Auf den Almen fällt Anfang Juni vereinzelt auch noch Schnee
Der Name Schafskälte rührt daher, dass die frisch geschorenen Schafe im Bergland und auf den Almen, auf denen es Anfang Juni auch noch einmal schneien kann, unter dem plötzlichen Kälteeinbruch leiden, sodass die Muttertiere besser erst ab Mitte Juni geschoren werden.
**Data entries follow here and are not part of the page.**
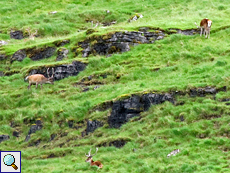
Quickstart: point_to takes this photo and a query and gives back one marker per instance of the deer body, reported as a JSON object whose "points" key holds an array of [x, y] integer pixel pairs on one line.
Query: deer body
{"points": [[96, 163], [90, 160], [39, 79], [206, 25]]}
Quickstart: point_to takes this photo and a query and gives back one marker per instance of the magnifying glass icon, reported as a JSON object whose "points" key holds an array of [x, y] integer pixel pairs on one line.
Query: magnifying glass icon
{"points": [[9, 160]]}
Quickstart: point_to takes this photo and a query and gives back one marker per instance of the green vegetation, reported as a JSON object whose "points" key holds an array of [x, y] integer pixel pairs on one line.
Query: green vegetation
{"points": [[183, 62]]}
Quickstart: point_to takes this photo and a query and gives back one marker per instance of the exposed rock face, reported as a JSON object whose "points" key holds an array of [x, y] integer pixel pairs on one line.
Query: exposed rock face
{"points": [[123, 110], [62, 53], [119, 42], [16, 35], [34, 128], [42, 53], [61, 43], [117, 143], [33, 53], [62, 71], [2, 57], [93, 125], [4, 138], [202, 92], [19, 55]]}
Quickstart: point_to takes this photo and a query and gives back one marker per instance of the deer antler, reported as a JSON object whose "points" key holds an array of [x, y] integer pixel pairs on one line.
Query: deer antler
{"points": [[88, 153], [95, 153], [52, 73], [48, 72]]}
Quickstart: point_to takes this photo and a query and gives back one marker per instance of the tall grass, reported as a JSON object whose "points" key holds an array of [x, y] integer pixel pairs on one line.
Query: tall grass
{"points": [[198, 126]]}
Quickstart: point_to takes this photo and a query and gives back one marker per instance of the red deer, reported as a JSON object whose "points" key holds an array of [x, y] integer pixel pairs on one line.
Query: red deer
{"points": [[90, 159], [206, 25], [40, 79]]}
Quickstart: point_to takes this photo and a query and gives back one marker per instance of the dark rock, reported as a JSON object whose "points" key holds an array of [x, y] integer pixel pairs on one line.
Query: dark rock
{"points": [[202, 92], [93, 125], [62, 71], [16, 133], [42, 53], [52, 137], [34, 128], [123, 110], [35, 143], [16, 35], [19, 55], [61, 43], [154, 99], [117, 143], [70, 123], [1, 73], [3, 57], [62, 53], [4, 138], [85, 89], [185, 32]]}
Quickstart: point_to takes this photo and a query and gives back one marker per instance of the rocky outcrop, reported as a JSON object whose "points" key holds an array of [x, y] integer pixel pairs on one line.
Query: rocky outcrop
{"points": [[92, 126], [123, 110], [16, 35], [4, 138], [19, 55], [118, 42], [202, 92], [34, 54], [35, 127], [121, 41], [62, 71], [62, 53], [41, 53], [119, 143]]}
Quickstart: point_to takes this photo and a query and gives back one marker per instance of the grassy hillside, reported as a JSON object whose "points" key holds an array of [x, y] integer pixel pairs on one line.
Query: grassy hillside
{"points": [[182, 63]]}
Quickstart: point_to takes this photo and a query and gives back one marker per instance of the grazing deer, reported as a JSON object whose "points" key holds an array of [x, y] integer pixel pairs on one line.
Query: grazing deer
{"points": [[90, 159], [206, 25], [31, 35], [40, 79]]}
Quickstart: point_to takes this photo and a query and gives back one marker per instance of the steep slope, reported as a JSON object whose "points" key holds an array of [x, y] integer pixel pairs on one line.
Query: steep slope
{"points": [[161, 92]]}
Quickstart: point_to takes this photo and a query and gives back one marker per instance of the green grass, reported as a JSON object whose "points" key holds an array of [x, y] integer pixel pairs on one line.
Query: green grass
{"points": [[184, 62]]}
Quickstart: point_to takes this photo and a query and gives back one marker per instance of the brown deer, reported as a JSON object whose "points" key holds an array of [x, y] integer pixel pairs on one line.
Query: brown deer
{"points": [[40, 79], [206, 25], [90, 159]]}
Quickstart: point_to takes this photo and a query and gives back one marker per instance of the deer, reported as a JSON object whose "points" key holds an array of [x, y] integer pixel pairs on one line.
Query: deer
{"points": [[206, 25], [40, 79], [31, 35], [90, 159]]}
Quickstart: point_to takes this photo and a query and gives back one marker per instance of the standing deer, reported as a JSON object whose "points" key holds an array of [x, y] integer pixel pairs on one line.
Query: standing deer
{"points": [[206, 25], [90, 159], [40, 79]]}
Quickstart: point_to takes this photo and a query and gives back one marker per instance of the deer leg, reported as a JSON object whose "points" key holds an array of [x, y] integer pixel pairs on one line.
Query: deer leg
{"points": [[201, 30], [29, 86]]}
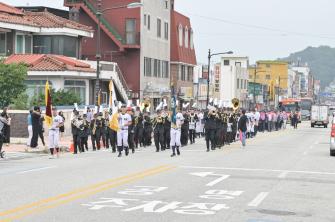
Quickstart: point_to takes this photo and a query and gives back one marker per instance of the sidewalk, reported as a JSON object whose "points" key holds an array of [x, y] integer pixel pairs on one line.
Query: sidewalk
{"points": [[19, 145]]}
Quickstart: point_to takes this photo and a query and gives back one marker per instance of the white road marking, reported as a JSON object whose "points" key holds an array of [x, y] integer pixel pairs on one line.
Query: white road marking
{"points": [[217, 180], [214, 182], [283, 175], [36, 169], [258, 199], [259, 170]]}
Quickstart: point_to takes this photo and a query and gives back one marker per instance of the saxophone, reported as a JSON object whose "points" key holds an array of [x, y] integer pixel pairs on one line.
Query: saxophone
{"points": [[94, 127]]}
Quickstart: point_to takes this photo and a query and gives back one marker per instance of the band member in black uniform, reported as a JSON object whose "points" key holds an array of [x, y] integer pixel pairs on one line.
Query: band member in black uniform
{"points": [[147, 131], [158, 125], [131, 130], [167, 128], [184, 130], [75, 131], [193, 118], [138, 136], [210, 128]]}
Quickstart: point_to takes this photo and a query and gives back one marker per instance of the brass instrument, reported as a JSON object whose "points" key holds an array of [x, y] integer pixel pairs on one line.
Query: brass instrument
{"points": [[236, 104]]}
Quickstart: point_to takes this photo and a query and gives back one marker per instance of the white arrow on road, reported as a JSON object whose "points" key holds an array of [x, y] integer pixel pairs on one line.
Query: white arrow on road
{"points": [[214, 182]]}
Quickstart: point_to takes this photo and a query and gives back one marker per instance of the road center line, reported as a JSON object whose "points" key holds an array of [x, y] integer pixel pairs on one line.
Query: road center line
{"points": [[36, 169], [259, 170], [258, 199]]}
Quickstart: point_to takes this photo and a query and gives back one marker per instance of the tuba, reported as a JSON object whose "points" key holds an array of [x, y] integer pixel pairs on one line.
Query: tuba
{"points": [[236, 104]]}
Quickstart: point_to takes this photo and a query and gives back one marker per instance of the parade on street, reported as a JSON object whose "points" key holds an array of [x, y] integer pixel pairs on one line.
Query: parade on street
{"points": [[166, 111]]}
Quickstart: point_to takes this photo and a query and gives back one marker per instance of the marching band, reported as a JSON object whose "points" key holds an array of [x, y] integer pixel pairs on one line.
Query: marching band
{"points": [[136, 127]]}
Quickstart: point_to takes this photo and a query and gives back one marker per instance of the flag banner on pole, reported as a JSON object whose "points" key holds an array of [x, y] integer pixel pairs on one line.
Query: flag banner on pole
{"points": [[111, 94], [48, 105]]}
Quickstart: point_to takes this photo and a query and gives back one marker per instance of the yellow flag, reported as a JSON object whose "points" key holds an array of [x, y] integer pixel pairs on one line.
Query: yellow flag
{"points": [[48, 105], [114, 122]]}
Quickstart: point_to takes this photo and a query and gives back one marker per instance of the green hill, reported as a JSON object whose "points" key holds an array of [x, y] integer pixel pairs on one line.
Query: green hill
{"points": [[321, 60]]}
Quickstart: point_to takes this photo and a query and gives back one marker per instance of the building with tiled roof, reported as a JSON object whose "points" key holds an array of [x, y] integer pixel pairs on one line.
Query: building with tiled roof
{"points": [[26, 32], [69, 74]]}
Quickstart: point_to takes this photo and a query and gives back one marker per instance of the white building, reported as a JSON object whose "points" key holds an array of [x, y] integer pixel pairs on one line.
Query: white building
{"points": [[155, 49], [234, 79]]}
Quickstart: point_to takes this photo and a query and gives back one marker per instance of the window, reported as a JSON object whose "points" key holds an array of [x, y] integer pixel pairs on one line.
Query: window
{"points": [[186, 37], [77, 87], [155, 67], [130, 31], [183, 73], [59, 45], [166, 30], [191, 39], [149, 22], [190, 74], [159, 28], [2, 43], [147, 66], [165, 69], [180, 33], [23, 44], [159, 68], [35, 87]]}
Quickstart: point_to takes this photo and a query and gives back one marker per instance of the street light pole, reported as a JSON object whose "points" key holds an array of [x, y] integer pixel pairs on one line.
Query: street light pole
{"points": [[208, 81], [210, 55], [98, 53]]}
War die Wetter-Singularität früher recht zuverlässig, trat also häufig auf, so ist sie in den vergangenen Jahren weniger geworden und tritt nicht mehr zwingend auf, sodass es auch wiederholt durchgehend hochsommerliche Temperaturen im Juni gab.
Viele Bauernregeln überliefert
Für die Landwirtschaft war und ist das Wetter ein bedeutender „Produktionsfaktor“. Die Schafstage, der Johannistag oder die „Kalte Sophie“ nach den Eisheiligen sind sogenannte Lostage. Sie liefern nach dem Volksglauben Hinweise auf die kommende Wetterentwicklung. Für die Bauern früherer Jahrhunderte entschieden sie mit darüber, ob das Jahr erfolgreich verläuft und eine gute Ernte eingefahren werden kann. So ranken sich auch viele überlieferte Bauernregeln um den 11. Juni und Sankt Barnabas, den Namensheiligen der katholischen Kirche an diesem Tag:
- Mit seiner Sens’ der Barnabas, kommt her und schneidet ab das Gras.
- Wenn Sankt Barnabas bringt Regen, gibt’s reichen Traubensegen.
- Regnet es an Barnabas, schwimmen die Trauben bis ins Fass.
- Regen an Sankt Barnabas, währet 40 Tage ohne Unterlass.
- St. Barnabas schneidet das Gras.
- Barnabas macht, wenn er günstig ist, wieder gut, was verdorben ist.
- Barnabas macht Bäum‘ und Dächer nass.
- Zu Sankt Barnabas gehört die Sense auf die Wiese.
- An Barnabas die Sonne weicht, an Lucia wieder her sie schleicht. (Der 11. Juni und der 13. Dezember waren bis zur gregorianischen Kalenderreform die Tage der Sommer- beziehungsweise Wintersonnwende).